Information about groin injuries is not as accessible as information about hamstring injuries and is likely more complicated. Unlike hamstrings, which are clearly defined, the groin is a messy area with a large array of muscle groups in the lower pelvic area.
And, while muscles are uniquely connected, soft tissue does not have origins and insertions, making matters more complicated. Fascia does have some connections to muscle chains, but, aside from electromyography (EMG) readings, science isn’t clear about what occurs with fascia.
Adding to the confusion is a major disconnect about groin injuries among coaches, manual therapists, surgeons, and even physical therapists in the sports medicine community.
The good news is that many great experts, including Kristian Thornborg, are helping to clarify how to battle groin injuries by providing specific information to empower coaches who are on the first line.
This article summarizes various presentations given at international conferences and workshops about athlete groin injuries. I will share common mistakes along with practical and effective alternatives.
Teams Continue to Use the General Groin Landmark
For simplicity, I’ll share the four regions that groin experts consider to be part of the anatomy family, and I’ll include patterns occurring in sport.
- Adductor. This muscle group is a common problem for hockey and soccer athletes, although any sport can have issues here. At medical symposiums, there’s a lot of interest in how to treat this area.
- Abdominal. The abdominal region is a nebulous area, and the terminology used for describing associated problems are changing. Anytime name changes occur, we can interpret this to mean “we don’t know what is going on” and brace ourselves for frustrating times ahead.
- Hip Flexor.

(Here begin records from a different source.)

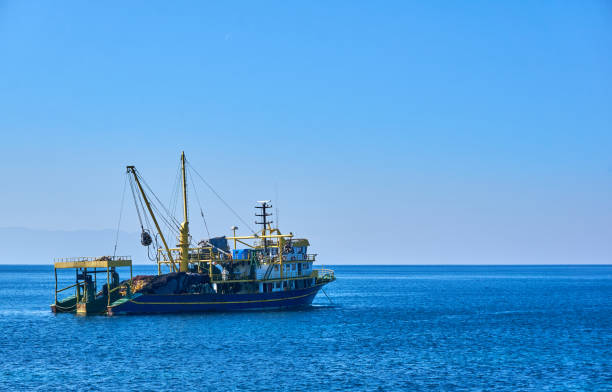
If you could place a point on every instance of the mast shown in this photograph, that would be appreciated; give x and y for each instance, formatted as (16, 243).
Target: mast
(184, 232)
(132, 169)
(264, 223)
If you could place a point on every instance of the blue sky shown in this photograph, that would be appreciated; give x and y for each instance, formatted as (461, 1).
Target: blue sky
(395, 132)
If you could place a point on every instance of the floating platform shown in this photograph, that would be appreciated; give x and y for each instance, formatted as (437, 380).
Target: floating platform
(86, 298)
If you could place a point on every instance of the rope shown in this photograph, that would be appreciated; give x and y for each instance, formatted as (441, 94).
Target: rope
(220, 198)
(330, 301)
(200, 205)
(168, 214)
(132, 186)
(120, 214)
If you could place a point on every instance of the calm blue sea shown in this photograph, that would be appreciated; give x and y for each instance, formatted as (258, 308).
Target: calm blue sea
(390, 328)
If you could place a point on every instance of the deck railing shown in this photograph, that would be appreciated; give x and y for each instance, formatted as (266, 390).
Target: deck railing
(106, 258)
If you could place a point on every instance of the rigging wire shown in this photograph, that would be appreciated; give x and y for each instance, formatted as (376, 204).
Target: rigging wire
(132, 186)
(219, 197)
(120, 215)
(198, 200)
(167, 212)
(175, 191)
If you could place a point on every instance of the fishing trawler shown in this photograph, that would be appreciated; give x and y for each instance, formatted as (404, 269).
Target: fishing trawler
(264, 270)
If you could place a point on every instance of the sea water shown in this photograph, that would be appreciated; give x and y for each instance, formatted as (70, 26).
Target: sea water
(383, 328)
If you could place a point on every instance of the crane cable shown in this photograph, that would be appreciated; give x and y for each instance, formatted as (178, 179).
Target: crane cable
(199, 204)
(120, 215)
(219, 197)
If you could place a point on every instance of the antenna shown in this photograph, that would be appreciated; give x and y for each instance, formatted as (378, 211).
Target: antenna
(265, 204)
(276, 201)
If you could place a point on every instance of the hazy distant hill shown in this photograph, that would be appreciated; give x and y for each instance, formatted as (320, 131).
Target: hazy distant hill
(32, 246)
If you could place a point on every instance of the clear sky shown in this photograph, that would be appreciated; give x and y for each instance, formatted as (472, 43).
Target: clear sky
(395, 132)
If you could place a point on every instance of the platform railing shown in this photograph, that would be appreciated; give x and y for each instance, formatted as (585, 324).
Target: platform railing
(73, 259)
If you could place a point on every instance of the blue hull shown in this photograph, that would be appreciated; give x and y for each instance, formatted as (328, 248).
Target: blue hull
(185, 303)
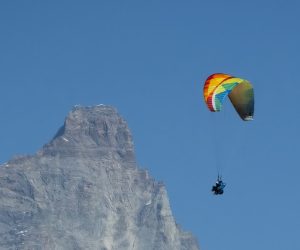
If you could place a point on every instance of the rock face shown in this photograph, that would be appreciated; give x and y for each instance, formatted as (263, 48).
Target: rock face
(83, 190)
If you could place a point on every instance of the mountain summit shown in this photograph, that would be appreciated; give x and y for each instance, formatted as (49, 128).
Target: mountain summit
(83, 190)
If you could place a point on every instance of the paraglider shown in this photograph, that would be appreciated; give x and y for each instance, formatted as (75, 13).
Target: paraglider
(240, 92)
(218, 188)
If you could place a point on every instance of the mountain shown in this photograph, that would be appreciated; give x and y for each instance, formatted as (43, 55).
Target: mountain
(83, 190)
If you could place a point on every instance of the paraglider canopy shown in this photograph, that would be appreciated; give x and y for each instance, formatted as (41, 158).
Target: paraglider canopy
(240, 92)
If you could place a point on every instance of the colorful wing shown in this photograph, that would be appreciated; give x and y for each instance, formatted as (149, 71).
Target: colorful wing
(218, 86)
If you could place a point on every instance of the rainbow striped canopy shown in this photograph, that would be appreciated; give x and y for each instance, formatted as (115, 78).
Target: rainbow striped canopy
(240, 92)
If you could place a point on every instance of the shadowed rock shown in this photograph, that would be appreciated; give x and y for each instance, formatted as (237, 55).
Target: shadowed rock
(83, 190)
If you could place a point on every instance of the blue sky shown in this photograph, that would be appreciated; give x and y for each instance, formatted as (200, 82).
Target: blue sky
(149, 59)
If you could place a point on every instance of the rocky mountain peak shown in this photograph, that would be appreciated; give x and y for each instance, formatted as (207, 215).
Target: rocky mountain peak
(83, 190)
(92, 131)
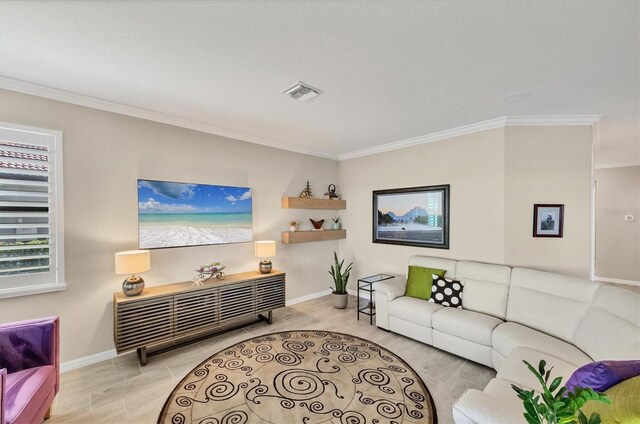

Muscle groups, including the psoas major (sometimes minor), that drive femoral flexion of the hip are considered hip flexors. With some athletes, locomotion with EMG shows that muscles in addition to the psoas major are used during the recovery phase.
- Hip Joint. Labrums are all the rage now. When an athlete complains of deep pain in the pelvis, they feel pressured to seek treatment. I have one athlete with systemic inflammation who felt pain during heavy academic periods, usually in late season of his sport. Our first fear was hip problems. I used blood analysis and Heart Rate Variability (HRV) monitoring and clearly saw his sleep and study balance was disrupted. He needed more rest.
I follow the parameters given by medical professionals and have room to experiment and train. I don’t like working with someone without a very precise diagnosis. By this, I mean specific location and etiology.
And this is the solution. We must obtain a complete and confident assessment of the injury location and etiology. Simply labeling anything above the knee and below the navel as the groin is not useful.
I’m amazed how much “groin” tagging occurs with medical athlete monitoring system (AMS) data. And I’ve found it frightening when injury models from software vendors don’t use classic protocols that have passed the test of time. Willem van Mechelen provided great concepts that are useful now and were ahead of their time when he developed them. He used terminology that was very contemporary and appropriate.
Teams Don’t Plan Practices to Avoid Soft Tissue Injuries
David Tenney, director of performance and sports science with the Seattle Sounders, has shared his experience using simple player tracking data to visualize issues with deceleration (adductor and possible joint) and high-speed metrics that can show why athletes pull hamstrings.
While this system is binary and not very sophisticated, it’s a great place to start for teams when beginning to design their practices. I’ve seen a pattern develop from my team visits. Coaches struggle to meet the demands of tactical strategies while trying to harmonize practice with the physiological and musculoskeletal demands on their athletes.
The high-performance experts of the NFL and NCAA football are experimenting with ramping up practices to potentiate for game day. I don’t believe the hype. Teams amp up for competition regardless of whether they snatched light during the 24-48 hours before a game. The art is coming into a game fresh (rested), and fit (conditioning maintained). Not flat (not sharp).
Here are four basics of practice design. At first glance, they look remedial. But many programs chase the small sexy details and fail to address the key components.
- Volume. Occasionally too much is too much. No matter how you cut it up, it’s still too much to swallow. My favorite line of one NFL strength coach talks not about metrics but the need to get off the field. If athletes are breaking down, we need to stop using recovery methods to mask problems and just take them off the practice field.
- Distribution. Derek Hansen has talked about the dead zone; the comfortable, moderate intensity area of training that doesn’t provide much stimulation and doesn’t produce fatigue but also doesn’t help athletes progress. Polarized training is hard to incorporate for team sports where high-speed plays are rehearsed. Some days are best for recovery work and aerobic activities. For example, practices following games and during off days. Clear messages to the body are instrumental in keeping fit and nurturing improvement.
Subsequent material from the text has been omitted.